Economy Minister Christopher Skeet explained this during a study of Bill 13, which aims to allow Hydro-Quebec to transfer part of its transmission network to a third party.
This is strategic information that must remain confidential, the minister explained to opposition MPs who were concerned about what the privatization of Hydro-Québec’s operations would mean.
The agreement to be decided between Hydro-Québec and the Mohawk Council is a historic first that will serve as a precedent, as others will, so there is no need to provide additional information. “It’s a new way and we want to replicate it,” he said.
The new business can be a corporation, limited partnership or partnership. Bill 13 leaves all of these possibilities open because there is no agreement yet.
According to the minister, the schedule for the agreement with New York State is very tight, so the government should rush to develop the joint venture.

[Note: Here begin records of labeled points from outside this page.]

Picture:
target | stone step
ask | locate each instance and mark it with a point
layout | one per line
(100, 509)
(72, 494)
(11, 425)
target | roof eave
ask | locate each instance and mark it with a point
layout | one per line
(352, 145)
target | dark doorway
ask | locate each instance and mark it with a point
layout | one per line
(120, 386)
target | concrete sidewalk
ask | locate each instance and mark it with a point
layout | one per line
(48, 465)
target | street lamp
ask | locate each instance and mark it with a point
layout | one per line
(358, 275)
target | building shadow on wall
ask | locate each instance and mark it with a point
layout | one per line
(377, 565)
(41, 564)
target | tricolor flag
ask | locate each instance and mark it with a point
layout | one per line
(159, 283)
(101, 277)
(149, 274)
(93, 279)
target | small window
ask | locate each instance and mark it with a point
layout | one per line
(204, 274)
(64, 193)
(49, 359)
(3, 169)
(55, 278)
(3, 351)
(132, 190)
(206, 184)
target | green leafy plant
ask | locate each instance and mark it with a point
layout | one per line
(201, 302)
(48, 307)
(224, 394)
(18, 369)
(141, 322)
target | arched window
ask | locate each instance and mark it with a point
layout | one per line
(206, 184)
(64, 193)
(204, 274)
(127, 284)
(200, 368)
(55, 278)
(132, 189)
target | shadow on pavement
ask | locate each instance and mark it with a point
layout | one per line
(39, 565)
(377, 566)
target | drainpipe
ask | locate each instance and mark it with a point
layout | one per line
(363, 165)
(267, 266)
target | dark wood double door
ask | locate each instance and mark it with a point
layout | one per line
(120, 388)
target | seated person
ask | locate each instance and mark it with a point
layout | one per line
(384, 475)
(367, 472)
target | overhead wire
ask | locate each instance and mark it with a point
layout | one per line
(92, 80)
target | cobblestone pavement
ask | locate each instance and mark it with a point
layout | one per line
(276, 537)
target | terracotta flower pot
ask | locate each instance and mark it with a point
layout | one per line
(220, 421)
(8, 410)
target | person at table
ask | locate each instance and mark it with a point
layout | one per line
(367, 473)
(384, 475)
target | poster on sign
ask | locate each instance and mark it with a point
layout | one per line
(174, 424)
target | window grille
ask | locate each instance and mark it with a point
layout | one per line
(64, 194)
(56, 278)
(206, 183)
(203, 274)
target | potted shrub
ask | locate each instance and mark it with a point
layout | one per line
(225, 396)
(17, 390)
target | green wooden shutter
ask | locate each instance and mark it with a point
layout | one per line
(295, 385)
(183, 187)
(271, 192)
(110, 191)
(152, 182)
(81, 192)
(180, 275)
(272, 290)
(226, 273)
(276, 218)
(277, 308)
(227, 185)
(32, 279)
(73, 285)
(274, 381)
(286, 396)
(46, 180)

“It’s always tricky to draft legislation before a treaty, but, again, we can’t predict the outcome of this meeting, we can’t predict what the Mohawk Council attorneys will look like. [conseiller] The form this future society will take is their customer. So we [exprime] Our objective is clear: we must have a majority, it is not negotiable, so we root it in a bill. After that, we allow the necessary transparency to satisfy our partner,” he argued in a parliamentary panel.
This line does not pass through the reserve area
The study of Bill 13 was conducted at a brisk pace and did not meet much opposition in its path. Given the importance of the issues, more transparency would have been necessary, according to independent energy analyst Jean-Francois Blain. “This is a file with enormous consequences and it has been knowingly kept under the radar by Hydro-Québec and the government,” he denounced.
There is a lot of money around this deal. The construction of the transmission line, valued at 1.14 billion, is a necessary condition for the completion of the contract to export 10.4 terawatt hours of electricity to New York, the largest in Hydro-Québec’s history, and is set to generate more than 25 billion dollars. years.
The agreement provides that the joint venture formed by the Mohawk Council of Kahnawake and Hydro-Québec will be called Horizon Kahnawake Hydro-Québec. It will own the 58-kilometre line and sell its transmission capacity to Hydro-Québec. The income thus generated will be shared according to the participation of each of the two partners.
The Mohawk Council expects to receive guaranteed revenue for a period of “at least 40 years”.
“The 40-year period is consistent with the estimated average amortization period of the line,” explains Hydro-Québec spokesperson Lynne St-Laurent.
Once the 25-year deal with New York ends, the line could be used to export and import power in the short term or for another export deal, he said.
When they appeared in the National Assembly to support Bill 13, representatives of indigenous communities argued that the project would provide clean energy to New York City and create new income and employment for members of their community.
The transmission line between the Hertel substation located at La Prairie and the US border does not pass through the Kanwak Reserve. After 58 kilometers, it joins the American territory at a point located under the Richelieu River and Lake Champlain. Commissioning is scheduled for 2026.
The Bureau d’audiences publiques sur l’environnement examined the Quebec portion of the interconnection project, which did not identify any major environmental issues, but it did express concern about Quebec’s future electricity needs.
“Faced with a climate emergency and the need to increase Quebec’s energy supply, the Commission of Inquiry considers that the energy transition must be based on planning to adjust its supply needs and its electricity export plans,” the report says. concludes.
- 545 kilometers
- The length of the U.S. portion of the transmission line to be built by Hydro-Québec’s partner transmission developers between the Quebec border and New York City.